Self-play reinforcement learning guides protein engineering

There are currently promising developments in deep learning for protein design, with applications in drug discovery and synthetic biology. For more efficient exploration of the design space, Wang et al. demonstrate a reinforcement learning method, EvoZero, for directed evolution in protein engineering towards desired functional or structure-related properties. Designing protein sequences towards desired properties is a fundamental goal of protein engineering, with applications in drug discovery and enzymatic engineering. Machine learning-guided directed evolution has shown success in expediting the optimization cycle and reducing experimental burden. However, efficient sampling in the vast design space remains a challenge. To address this, we propose EvoPlay, a self-play reinforcement learning framework based on the single-player version of AlphaZero. In this work, we mutate a single-site residue as an action to optimize protein sequences, analogous to playing pieces on a chessboard.
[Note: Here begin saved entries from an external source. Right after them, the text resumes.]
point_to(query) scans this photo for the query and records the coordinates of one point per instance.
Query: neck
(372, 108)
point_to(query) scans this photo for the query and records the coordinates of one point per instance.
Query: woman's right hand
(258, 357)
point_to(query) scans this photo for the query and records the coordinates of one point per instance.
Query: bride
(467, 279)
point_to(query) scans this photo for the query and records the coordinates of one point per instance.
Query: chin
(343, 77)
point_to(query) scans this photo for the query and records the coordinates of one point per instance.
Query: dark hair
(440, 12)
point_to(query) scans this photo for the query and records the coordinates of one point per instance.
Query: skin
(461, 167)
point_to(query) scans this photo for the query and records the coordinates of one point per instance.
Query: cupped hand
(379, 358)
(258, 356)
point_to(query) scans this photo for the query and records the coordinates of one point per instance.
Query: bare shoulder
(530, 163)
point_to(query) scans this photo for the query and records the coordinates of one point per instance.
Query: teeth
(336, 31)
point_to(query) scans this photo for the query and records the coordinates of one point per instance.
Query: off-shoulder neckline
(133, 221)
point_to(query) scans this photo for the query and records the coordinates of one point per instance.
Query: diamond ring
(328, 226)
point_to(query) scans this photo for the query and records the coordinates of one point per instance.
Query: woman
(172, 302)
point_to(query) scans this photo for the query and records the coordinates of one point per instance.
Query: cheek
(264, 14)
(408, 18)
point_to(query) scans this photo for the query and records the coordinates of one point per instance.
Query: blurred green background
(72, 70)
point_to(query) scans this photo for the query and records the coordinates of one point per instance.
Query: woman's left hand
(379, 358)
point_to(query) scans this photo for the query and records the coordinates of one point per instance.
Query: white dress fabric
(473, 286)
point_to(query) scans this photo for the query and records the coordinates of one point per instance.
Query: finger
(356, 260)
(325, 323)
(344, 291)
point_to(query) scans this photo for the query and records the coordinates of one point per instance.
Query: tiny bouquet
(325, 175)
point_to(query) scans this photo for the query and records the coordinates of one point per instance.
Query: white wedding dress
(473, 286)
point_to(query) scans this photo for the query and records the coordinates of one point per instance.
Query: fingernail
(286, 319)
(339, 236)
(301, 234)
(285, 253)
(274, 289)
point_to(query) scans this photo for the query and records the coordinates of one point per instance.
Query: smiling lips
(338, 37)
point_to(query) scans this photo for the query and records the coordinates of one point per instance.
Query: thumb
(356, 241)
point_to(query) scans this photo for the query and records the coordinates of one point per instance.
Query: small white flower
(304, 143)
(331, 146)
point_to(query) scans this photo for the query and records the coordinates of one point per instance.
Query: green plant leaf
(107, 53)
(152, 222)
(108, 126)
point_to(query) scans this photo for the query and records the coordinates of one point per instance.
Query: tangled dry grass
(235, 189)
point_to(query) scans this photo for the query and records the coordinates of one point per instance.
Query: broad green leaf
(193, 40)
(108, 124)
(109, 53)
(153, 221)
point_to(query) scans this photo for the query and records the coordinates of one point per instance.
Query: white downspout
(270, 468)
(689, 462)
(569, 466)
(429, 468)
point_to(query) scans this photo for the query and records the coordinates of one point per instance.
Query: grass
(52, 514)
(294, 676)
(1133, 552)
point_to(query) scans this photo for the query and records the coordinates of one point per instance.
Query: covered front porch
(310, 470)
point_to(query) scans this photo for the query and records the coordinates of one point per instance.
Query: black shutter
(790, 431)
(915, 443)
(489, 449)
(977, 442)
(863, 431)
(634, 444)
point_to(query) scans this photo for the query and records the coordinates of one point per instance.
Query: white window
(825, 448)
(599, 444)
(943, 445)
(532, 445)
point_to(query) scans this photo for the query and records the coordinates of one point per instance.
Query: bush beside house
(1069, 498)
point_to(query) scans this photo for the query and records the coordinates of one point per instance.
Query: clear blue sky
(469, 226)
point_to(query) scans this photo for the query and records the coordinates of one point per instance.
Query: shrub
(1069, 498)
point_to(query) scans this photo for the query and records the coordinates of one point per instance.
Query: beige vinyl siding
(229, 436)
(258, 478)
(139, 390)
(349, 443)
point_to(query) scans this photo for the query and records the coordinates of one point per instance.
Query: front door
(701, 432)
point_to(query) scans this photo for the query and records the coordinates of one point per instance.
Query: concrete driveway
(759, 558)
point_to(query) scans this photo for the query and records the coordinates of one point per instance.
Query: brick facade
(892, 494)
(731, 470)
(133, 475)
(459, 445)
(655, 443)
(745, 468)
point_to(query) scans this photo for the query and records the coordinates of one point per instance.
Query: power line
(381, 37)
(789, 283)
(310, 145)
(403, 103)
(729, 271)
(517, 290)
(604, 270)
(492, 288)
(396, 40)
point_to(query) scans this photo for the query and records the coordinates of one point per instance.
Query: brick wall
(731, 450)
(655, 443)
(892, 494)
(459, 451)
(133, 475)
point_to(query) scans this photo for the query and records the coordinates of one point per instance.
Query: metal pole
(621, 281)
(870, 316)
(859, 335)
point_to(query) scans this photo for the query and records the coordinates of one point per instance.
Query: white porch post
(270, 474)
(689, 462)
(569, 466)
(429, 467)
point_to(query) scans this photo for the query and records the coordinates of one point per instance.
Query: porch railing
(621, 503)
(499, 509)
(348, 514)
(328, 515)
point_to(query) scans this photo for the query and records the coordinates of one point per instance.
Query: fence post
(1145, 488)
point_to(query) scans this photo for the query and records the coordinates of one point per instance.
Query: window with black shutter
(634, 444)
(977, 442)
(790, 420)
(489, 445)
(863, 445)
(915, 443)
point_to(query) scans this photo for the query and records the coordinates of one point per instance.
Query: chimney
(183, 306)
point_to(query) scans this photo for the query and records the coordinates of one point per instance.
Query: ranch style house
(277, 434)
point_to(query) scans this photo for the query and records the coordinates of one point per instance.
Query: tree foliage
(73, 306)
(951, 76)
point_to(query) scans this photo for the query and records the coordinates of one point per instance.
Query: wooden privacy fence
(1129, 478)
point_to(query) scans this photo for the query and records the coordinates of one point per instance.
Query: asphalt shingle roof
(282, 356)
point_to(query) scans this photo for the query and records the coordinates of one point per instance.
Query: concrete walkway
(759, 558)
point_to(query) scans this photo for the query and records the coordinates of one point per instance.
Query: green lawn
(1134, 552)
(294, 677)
A policy-value neural network reciprocally interacts with look-ahead Monte Carlo tree search to guide the optimization agent with breadth and depth. We extensively evaluate EvoPlay on a suite of in silico directed evolution tasks over full-length sequences or combinatorial sites using functional surrogates. EvoPlay also supports AlphaFold2 as a structural surrogate to design peptide binders with high affinities, validated by binding assays. Moreover, we harness EvoPlay to prospectively engineer luciferase, resulting in the discovery of variants with 7.8-fold bioluminescence improvement beyond wild type. In sum, EvoPlay holds great promise for facilitating protein design to tackle unmet academic, industrial and clinical needs.